In 2019, six European countries began collaboration on an Erasmus+ project, Person-centredness in Healthcare Curricula, to develop a Person-centred Curriculum Framework.
The other articles in this Special Issue focus on the methodologies employed by the project team, and this article describes the framework.
Aim: While curricula exist with person-centredness as a focus, aim or component, few embrace person-centredness as an underpinning philosophy and theory, or use a whole-systems approach.
This project aimed to develop a universal curricular framework with the agility to work synergistically with existing curricular processes, in pursuit of the development of person-centred healthcare practitioners and cultures.
Methods: The project used an iterative multiphase, mixed methods approach, including an e-survey and interviews.
Drawing on authentic co-design principles, to create our framework we engaged with stakeholders in clinical practice and academic institutions as well as healthcare students and those working in health policy and strategic workforce planning.

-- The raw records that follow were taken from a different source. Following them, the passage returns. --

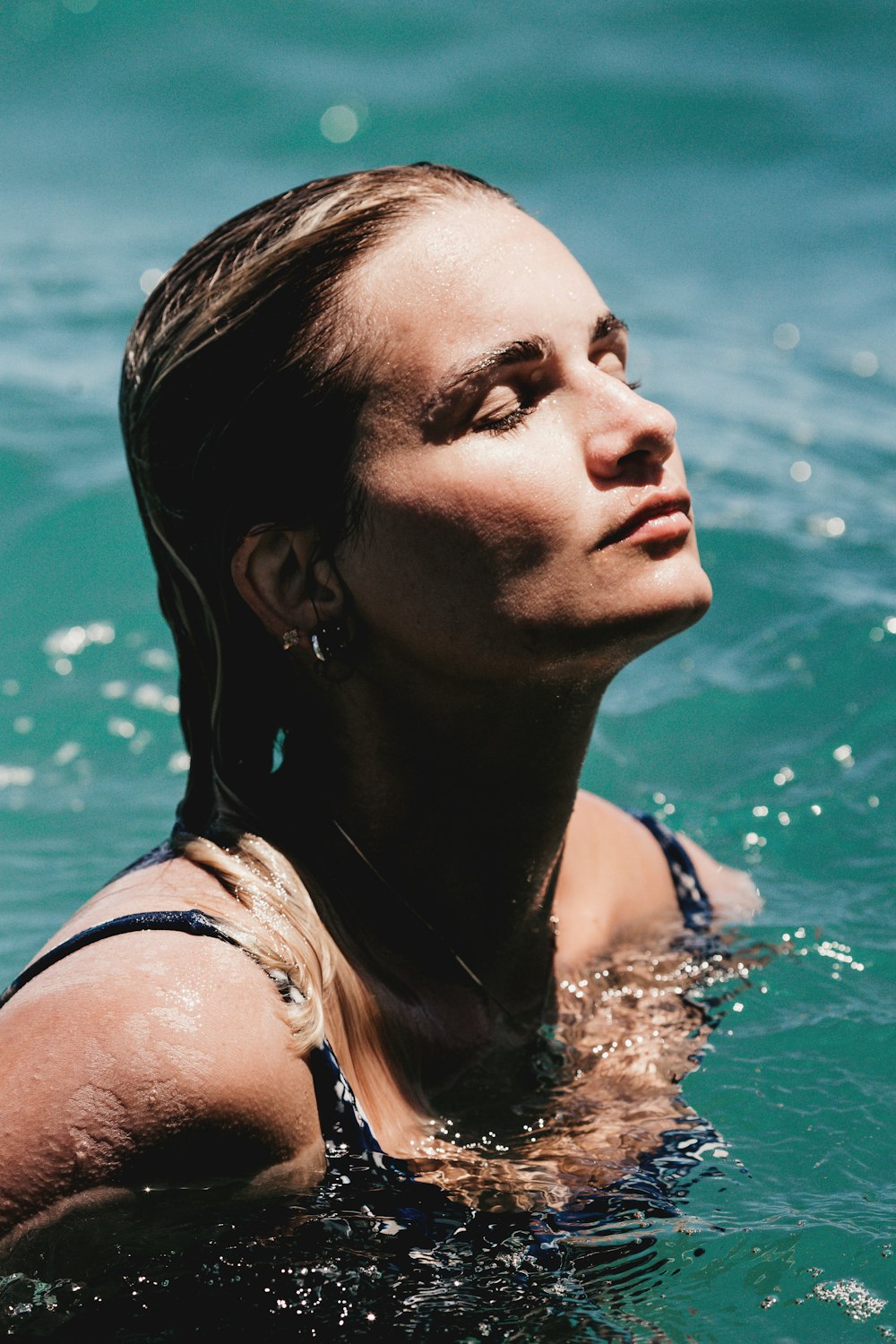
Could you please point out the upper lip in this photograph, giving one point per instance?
(665, 502)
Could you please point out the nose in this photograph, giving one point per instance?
(626, 435)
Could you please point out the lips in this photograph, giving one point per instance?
(661, 518)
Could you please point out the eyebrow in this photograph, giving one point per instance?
(527, 351)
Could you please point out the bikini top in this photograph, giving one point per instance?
(346, 1129)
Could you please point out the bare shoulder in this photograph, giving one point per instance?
(616, 879)
(732, 892)
(147, 1058)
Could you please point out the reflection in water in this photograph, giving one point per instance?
(543, 1226)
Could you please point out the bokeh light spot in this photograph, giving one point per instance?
(150, 279)
(339, 124)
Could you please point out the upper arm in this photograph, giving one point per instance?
(151, 1058)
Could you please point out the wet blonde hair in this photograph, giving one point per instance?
(241, 392)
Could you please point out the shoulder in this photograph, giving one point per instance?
(616, 878)
(145, 1058)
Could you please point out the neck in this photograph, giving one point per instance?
(460, 800)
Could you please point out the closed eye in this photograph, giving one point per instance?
(503, 410)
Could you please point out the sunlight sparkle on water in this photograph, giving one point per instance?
(866, 363)
(786, 336)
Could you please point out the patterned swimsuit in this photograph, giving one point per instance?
(343, 1123)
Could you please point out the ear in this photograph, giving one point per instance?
(285, 581)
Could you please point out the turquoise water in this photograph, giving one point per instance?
(724, 169)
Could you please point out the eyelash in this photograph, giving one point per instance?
(513, 418)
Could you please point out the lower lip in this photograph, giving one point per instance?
(661, 527)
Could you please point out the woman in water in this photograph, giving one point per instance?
(409, 519)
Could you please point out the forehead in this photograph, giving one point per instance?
(463, 277)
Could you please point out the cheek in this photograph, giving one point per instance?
(473, 529)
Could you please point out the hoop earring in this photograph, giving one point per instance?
(328, 642)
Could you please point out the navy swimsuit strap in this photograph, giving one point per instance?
(344, 1126)
(343, 1123)
(175, 921)
(694, 902)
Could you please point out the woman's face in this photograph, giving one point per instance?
(527, 511)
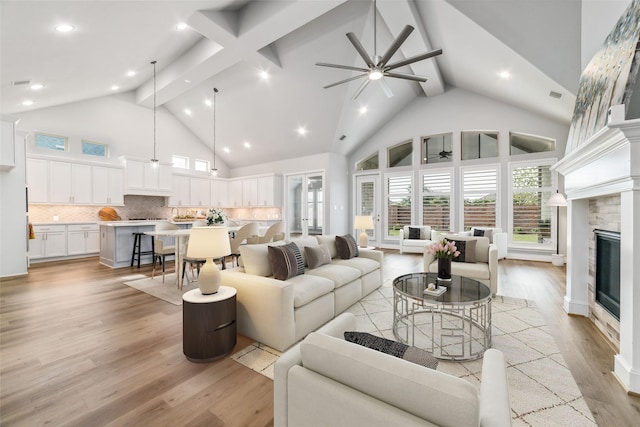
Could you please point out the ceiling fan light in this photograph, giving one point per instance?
(375, 74)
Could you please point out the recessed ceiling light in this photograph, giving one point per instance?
(64, 28)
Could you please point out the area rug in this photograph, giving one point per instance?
(541, 388)
(167, 291)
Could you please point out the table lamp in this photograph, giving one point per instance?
(363, 223)
(209, 243)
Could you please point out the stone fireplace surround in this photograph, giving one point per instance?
(607, 165)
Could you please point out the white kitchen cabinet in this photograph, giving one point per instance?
(219, 193)
(37, 180)
(50, 241)
(200, 194)
(108, 185)
(70, 183)
(250, 192)
(270, 190)
(83, 239)
(235, 193)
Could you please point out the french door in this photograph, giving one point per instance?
(368, 203)
(304, 203)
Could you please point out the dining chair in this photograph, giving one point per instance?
(247, 232)
(161, 251)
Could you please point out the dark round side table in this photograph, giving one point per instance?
(208, 324)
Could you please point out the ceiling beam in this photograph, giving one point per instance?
(230, 37)
(397, 14)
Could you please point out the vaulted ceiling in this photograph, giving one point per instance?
(227, 44)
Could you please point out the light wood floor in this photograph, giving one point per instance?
(79, 348)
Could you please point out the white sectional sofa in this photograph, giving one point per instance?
(278, 313)
(327, 381)
(418, 242)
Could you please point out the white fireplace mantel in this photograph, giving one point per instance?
(607, 163)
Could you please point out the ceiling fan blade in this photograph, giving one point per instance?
(395, 45)
(360, 89)
(414, 59)
(345, 81)
(363, 53)
(385, 87)
(343, 67)
(407, 77)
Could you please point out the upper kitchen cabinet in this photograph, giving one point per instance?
(108, 185)
(70, 183)
(144, 180)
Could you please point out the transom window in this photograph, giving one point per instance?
(180, 162)
(51, 142)
(479, 145)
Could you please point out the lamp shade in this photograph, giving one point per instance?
(557, 200)
(363, 222)
(208, 242)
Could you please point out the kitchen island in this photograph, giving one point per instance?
(116, 241)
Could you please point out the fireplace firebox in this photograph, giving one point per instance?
(607, 259)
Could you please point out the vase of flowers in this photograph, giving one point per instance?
(216, 217)
(444, 251)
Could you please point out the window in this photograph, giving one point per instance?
(51, 142)
(479, 145)
(94, 149)
(480, 188)
(521, 143)
(180, 162)
(436, 199)
(399, 195)
(201, 165)
(531, 187)
(400, 155)
(369, 163)
(436, 148)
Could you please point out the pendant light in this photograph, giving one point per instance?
(214, 170)
(154, 160)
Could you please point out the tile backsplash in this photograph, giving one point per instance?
(137, 207)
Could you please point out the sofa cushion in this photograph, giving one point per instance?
(330, 241)
(425, 393)
(347, 247)
(467, 249)
(255, 258)
(308, 287)
(394, 348)
(339, 274)
(365, 265)
(317, 255)
(286, 261)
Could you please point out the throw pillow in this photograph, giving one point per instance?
(467, 250)
(393, 348)
(414, 233)
(317, 255)
(286, 261)
(347, 247)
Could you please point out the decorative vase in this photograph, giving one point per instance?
(444, 269)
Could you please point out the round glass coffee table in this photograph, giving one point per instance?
(454, 325)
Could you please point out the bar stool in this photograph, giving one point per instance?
(137, 252)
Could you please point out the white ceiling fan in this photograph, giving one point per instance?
(378, 66)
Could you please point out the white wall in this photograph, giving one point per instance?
(118, 121)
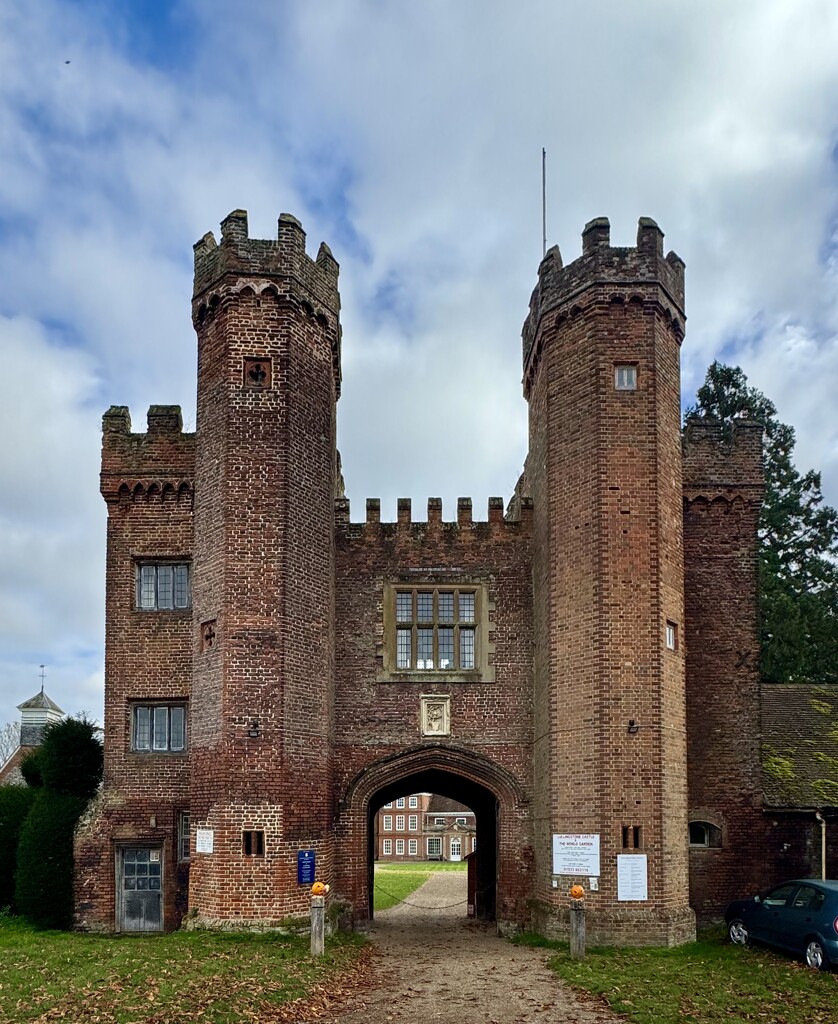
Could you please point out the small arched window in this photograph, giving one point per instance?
(703, 834)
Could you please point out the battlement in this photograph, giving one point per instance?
(625, 274)
(283, 258)
(405, 522)
(159, 460)
(718, 457)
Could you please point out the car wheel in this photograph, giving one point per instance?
(815, 955)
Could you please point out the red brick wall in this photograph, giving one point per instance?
(377, 720)
(147, 481)
(264, 568)
(577, 585)
(722, 496)
(604, 473)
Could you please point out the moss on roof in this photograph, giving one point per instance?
(800, 744)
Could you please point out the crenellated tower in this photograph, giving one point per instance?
(601, 376)
(268, 378)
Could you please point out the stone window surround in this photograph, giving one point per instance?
(484, 670)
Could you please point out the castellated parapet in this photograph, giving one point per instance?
(603, 274)
(269, 269)
(531, 660)
(159, 462)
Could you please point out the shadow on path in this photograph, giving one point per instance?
(437, 965)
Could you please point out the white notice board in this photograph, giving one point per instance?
(576, 854)
(203, 840)
(632, 877)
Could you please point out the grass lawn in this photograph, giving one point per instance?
(170, 979)
(395, 882)
(707, 981)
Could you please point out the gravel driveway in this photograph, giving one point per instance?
(435, 965)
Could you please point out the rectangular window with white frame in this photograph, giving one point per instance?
(183, 836)
(159, 728)
(435, 629)
(163, 586)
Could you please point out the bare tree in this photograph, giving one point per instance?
(9, 740)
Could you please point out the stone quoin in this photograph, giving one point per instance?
(573, 664)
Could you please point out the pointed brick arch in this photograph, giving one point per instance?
(494, 795)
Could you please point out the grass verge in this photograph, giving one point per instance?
(395, 882)
(185, 976)
(706, 982)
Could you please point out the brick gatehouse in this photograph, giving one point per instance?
(577, 665)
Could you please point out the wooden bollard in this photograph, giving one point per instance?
(318, 930)
(577, 930)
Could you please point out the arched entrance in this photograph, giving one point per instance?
(448, 771)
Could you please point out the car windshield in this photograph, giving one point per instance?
(779, 896)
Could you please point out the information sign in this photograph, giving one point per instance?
(305, 867)
(204, 840)
(632, 877)
(576, 854)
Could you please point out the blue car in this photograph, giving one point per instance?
(800, 916)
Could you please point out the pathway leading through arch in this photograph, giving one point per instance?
(435, 965)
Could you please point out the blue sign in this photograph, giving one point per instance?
(305, 867)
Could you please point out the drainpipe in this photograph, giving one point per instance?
(820, 817)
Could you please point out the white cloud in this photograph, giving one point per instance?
(409, 137)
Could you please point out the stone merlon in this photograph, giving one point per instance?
(604, 266)
(284, 259)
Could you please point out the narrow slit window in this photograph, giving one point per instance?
(625, 377)
(253, 843)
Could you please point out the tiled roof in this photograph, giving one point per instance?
(40, 700)
(444, 805)
(10, 771)
(800, 745)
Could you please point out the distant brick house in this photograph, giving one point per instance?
(579, 667)
(35, 714)
(424, 826)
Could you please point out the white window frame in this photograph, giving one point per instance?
(153, 729)
(148, 593)
(183, 837)
(625, 377)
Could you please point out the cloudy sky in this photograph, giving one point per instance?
(408, 135)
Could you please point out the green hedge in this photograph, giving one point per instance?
(15, 803)
(43, 884)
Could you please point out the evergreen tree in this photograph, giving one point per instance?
(69, 765)
(798, 541)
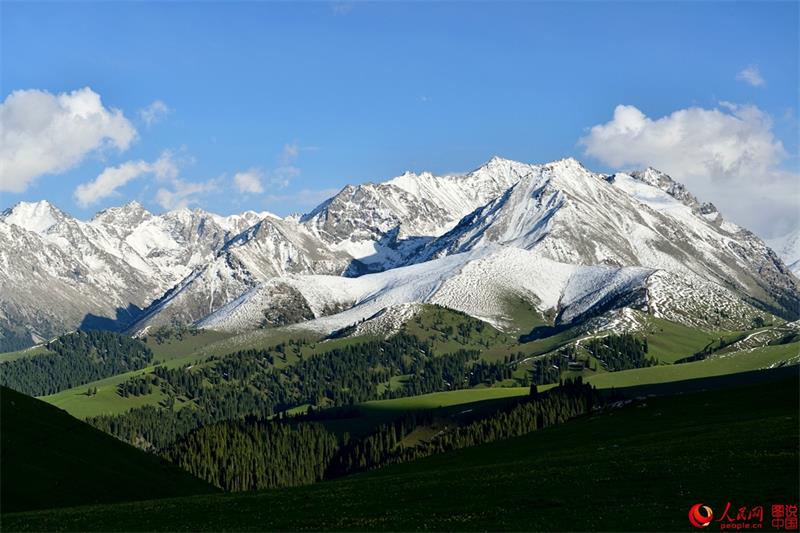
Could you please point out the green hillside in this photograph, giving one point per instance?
(639, 467)
(50, 459)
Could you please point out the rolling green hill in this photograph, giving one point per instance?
(639, 467)
(50, 459)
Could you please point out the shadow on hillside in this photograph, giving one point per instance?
(124, 317)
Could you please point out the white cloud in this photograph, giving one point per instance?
(112, 178)
(286, 171)
(154, 112)
(728, 155)
(184, 193)
(43, 133)
(249, 181)
(751, 75)
(341, 7)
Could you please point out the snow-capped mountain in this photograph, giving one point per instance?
(58, 273)
(570, 242)
(383, 224)
(269, 249)
(574, 216)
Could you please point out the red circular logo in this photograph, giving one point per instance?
(700, 515)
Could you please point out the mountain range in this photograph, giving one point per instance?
(575, 245)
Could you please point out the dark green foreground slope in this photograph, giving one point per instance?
(50, 459)
(639, 467)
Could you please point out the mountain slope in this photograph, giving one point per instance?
(382, 224)
(788, 249)
(51, 459)
(572, 215)
(99, 273)
(269, 249)
(662, 437)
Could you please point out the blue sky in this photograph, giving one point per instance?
(306, 97)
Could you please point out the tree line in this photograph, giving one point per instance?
(248, 383)
(256, 454)
(75, 359)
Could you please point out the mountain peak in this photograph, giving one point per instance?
(660, 180)
(33, 216)
(129, 214)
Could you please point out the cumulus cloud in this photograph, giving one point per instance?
(248, 181)
(184, 193)
(752, 76)
(728, 155)
(286, 170)
(112, 178)
(44, 133)
(154, 112)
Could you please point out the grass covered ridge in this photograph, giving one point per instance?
(636, 468)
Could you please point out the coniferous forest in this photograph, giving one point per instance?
(255, 454)
(76, 358)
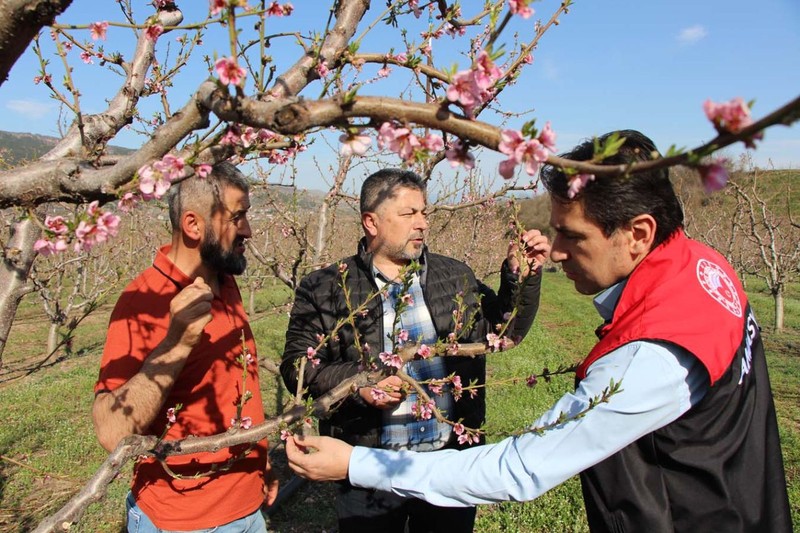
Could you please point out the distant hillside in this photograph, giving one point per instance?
(16, 148)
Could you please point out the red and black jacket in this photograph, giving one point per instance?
(719, 466)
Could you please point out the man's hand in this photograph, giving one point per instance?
(535, 251)
(388, 393)
(318, 458)
(270, 485)
(190, 311)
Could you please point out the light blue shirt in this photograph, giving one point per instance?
(660, 382)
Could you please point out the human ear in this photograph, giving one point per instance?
(642, 233)
(370, 223)
(192, 225)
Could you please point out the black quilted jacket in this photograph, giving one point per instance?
(320, 303)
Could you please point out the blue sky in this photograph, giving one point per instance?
(646, 65)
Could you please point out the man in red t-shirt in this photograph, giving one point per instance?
(178, 348)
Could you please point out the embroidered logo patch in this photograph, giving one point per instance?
(719, 286)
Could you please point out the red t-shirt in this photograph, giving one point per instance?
(209, 388)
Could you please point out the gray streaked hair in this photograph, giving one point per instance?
(204, 195)
(383, 184)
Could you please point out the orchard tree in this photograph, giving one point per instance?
(255, 111)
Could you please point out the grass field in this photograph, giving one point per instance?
(48, 447)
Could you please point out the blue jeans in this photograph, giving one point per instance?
(138, 522)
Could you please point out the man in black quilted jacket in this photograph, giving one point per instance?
(439, 301)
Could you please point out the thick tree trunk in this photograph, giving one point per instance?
(18, 258)
(779, 310)
(52, 338)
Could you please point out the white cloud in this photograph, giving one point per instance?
(692, 34)
(30, 108)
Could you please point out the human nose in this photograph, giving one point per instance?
(244, 228)
(557, 251)
(421, 222)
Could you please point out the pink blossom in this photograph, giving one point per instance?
(322, 69)
(231, 137)
(730, 116)
(432, 142)
(398, 139)
(378, 395)
(424, 351)
(458, 154)
(98, 30)
(154, 32)
(391, 359)
(216, 6)
(510, 140)
(493, 341)
(458, 389)
(714, 175)
(485, 71)
(521, 8)
(464, 91)
(171, 167)
(311, 356)
(423, 411)
(548, 137)
(56, 225)
(276, 10)
(229, 72)
(354, 144)
(577, 183)
(152, 184)
(46, 247)
(507, 167)
(203, 170)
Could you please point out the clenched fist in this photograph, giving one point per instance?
(190, 311)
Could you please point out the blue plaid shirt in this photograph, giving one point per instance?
(401, 429)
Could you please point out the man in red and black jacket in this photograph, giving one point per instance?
(690, 440)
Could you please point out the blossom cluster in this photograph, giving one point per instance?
(311, 355)
(731, 117)
(402, 141)
(496, 343)
(530, 153)
(94, 226)
(466, 435)
(473, 87)
(156, 178)
(423, 410)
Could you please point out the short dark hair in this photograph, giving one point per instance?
(612, 201)
(204, 194)
(383, 184)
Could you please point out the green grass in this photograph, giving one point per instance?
(49, 450)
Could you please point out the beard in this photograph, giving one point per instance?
(405, 252)
(220, 260)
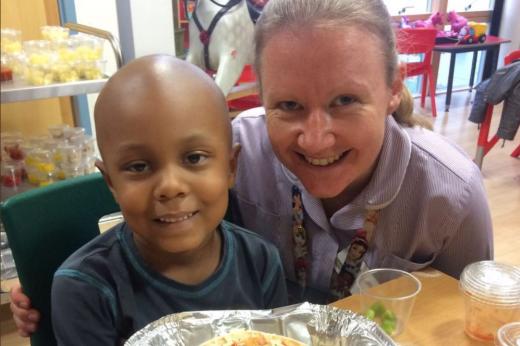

Results: We present a framework for the design, delivery and evaluation of curricula, structured using a modified version of McKinsey’s 7S methodology, resulting in each component having a statement, outcomes, and thematic actions to support the realisation of a person-centred curriculum.
Conclusion: Our Person-centred Curriculum Framework can facilitate congruency between healthcare education and practice in the way person-centredness is defined and lived out through healthful cultures.
Given the iterative origins of the framework, we anticipate its evolution over time through further exploration following its implementation and evaluation.